In one embodiment, the present invention relates to a formulation of polyesters comprising at least

• a hydrocarbon or a mixture of different hydrocarbons having a boiling point of at least 100°C, and

• a hydrophobically modified, hyperbranched polyester as described above.

Preferred hydrocarbons and concentrations have already been mentioned above.

Hydrophobically modified, hyperbranched polyesters

The synthesis yields hydrophobically modified, hyperbranched polyesters comprising a core of a hyperbranched polyester and terminal hydrophobic groups formed by means of the carboxylic acids (D1) and (D2).

As will be shown in detail in the experimental part, substituting a part of the linear, saturated, aliphatic carboxylic acids by branched, saturated, aliphatic carboxylic acids decreases the melting point of the hydrophobically modified, hyperbranched polyesters according to the present invention as such as well as the melting point of solutions of the polymers in high- boiling hydrocarbons. The hydrophobically modified, hyperbranched polyesters are therefore suitable for making winterized formulations, i.e. formulations which are still liquid at low temperatures. It is important to note, that the presence of at least one linear, aliphatic, carboxylic acid comprising at least 20 carbon atoms is required to ensure the function as pour point depressant or wax inhibitor. When only linear carboxylic acids comprising less than 20 carbon atoms, for example C16 and C18 carboxylic acids are used, the effect of lowering the melting point by substituting a part of the linear carboxylic acids by branched carboxylic acids is also observed, however, the polymers no longer function as pour point depressants.

In one embodiment of the invention, the number average molecular mass M _n of hydrophobically modified, hyperbranched polyesters is from 5,000 g/mol to 7,500 g/mol, and the weight average molecular mass is from 10,000 to 20,000 g/mol. In certain embodiments of the invention, the acid number of the modified, hyperbranched polyesters is from 5 bis 25 mg KOH/g, for example from 10 to 20 mg KOH/g.

Process for making modified,

In one embodiment, the present invention relates to a process for making hydrophobically modified, hyperbranched polyesters, wherein the process comprises at least the following steps:

(a) Reacting a mixture comprising at least a polyol (A) comprising at least 3 hydroxy groups and a molecule (B) comprising one carboxylic acid group and at least two hydroxy groups, by heating the mixture to a temperature of at least 100°C, wherein the molar ratio (B) : (A) is from 1000 : 1 to 10 : 1 , thereby obtaining a hyperbranched polyester comprising terminal hydroxy groups; and

(b) Reacting the mixture obtained in course of step (a) with a mixture of monocarboxylic acids (D) by heating to a temperature of at least 100°C, thereby esterifying at least a part of the terminal OH-groups of the polyester obtained in course of step (a), wherein the monocarboxylic acids (D) comprise

(D1) at least one linear, saturated aliphatic carboxylic acid, wherein at least one of the carboxylic acids (D1) comprises at least 20 carbon atoms, and

(D2) at least one branched, saturated aliphatic carboxylic acid (D2) comprising at least 4 carbon atoms, wherein the molar ratio (D1) : (D2) is from 1 : 2 to 15 : 1.

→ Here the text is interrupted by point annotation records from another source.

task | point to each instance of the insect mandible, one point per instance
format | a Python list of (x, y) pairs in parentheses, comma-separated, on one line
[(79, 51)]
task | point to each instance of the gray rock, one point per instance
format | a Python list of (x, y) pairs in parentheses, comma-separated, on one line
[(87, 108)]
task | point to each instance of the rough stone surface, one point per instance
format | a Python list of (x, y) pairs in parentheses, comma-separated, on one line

Details of the process, including preferred embodiments have already been described above and we refer to the respective passages above.

Use of modified

Use as

In one embodiment of the invention, the hydrophobically modified, hyperbranched polyesters of the present invention are used as pour point depressants for crude oil, by adding at least one of the hydrophobically modified, hyperbranched polyesters detailed above to the crude oil.

Pour point depressants reduce the pour point of crude oils. The pour point ("yield point") refers to the lowest temperature at which a sample of an oil, in the course of cooling, still just flows. For the measurement of the pour point, standardized test methods are used. For use as pour point depressant, the polymer may be added as such, however preferably a formulation of polyesters comprising at least

• a hydrocarbon or a mixture of different hydrocarbons having a boiling point of at least 100°C, and

• a hydrophobically modified, hyperbranched polyester as described above.

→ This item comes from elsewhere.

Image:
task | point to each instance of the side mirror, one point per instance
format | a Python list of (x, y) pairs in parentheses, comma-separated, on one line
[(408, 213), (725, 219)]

Details, including preferred embodiments have already been mentioned above.

The formulation may comprise further components. For example, additional wax dispersants can be added to the formulation. Wax dispersants stabilize paraffin crystals which have formed and prevent them from sedimenting. The wax dispersants used may, for example, be alkylphenols, alkylphenol-formaldehyde resins or dodecylbenzenesulfonic acid.

The formulations may furthermore comprise other paraffin inhibitors such as for example ethylene-vinylacetate copolymers, polyacrylate-based paraffin inhibitors or paraffin inhibitors based on maleic acid anhydride - olefine copolymers.

The hydrophobically modified, hyperbranched polyesters or formulations thereof are typically used in such an amount that the amount of the hydrophobically modified, hyperbranched polyesters added is 50 to 3,000 ppm based on the crude oil. The amount is preferably 100 to 1 ,500 ppm, for example, 300 to 1 ,000 ppm. The amounts are based on the hydrophobically modified, hyperbranched polyesters themselves, not including any solvents present and optional further components of the formulation.

Use as wax inhibitor

In another embodiment of the invention, the above-detailed hydrophobically modified, hyperbranched polyesters, are used to prevent wax deposits on surfaces in contact with crude oil. The use is effectuated by adding at least one of the above-detailed hydrophobically modified, hyperbranched polyesters to the crude oil.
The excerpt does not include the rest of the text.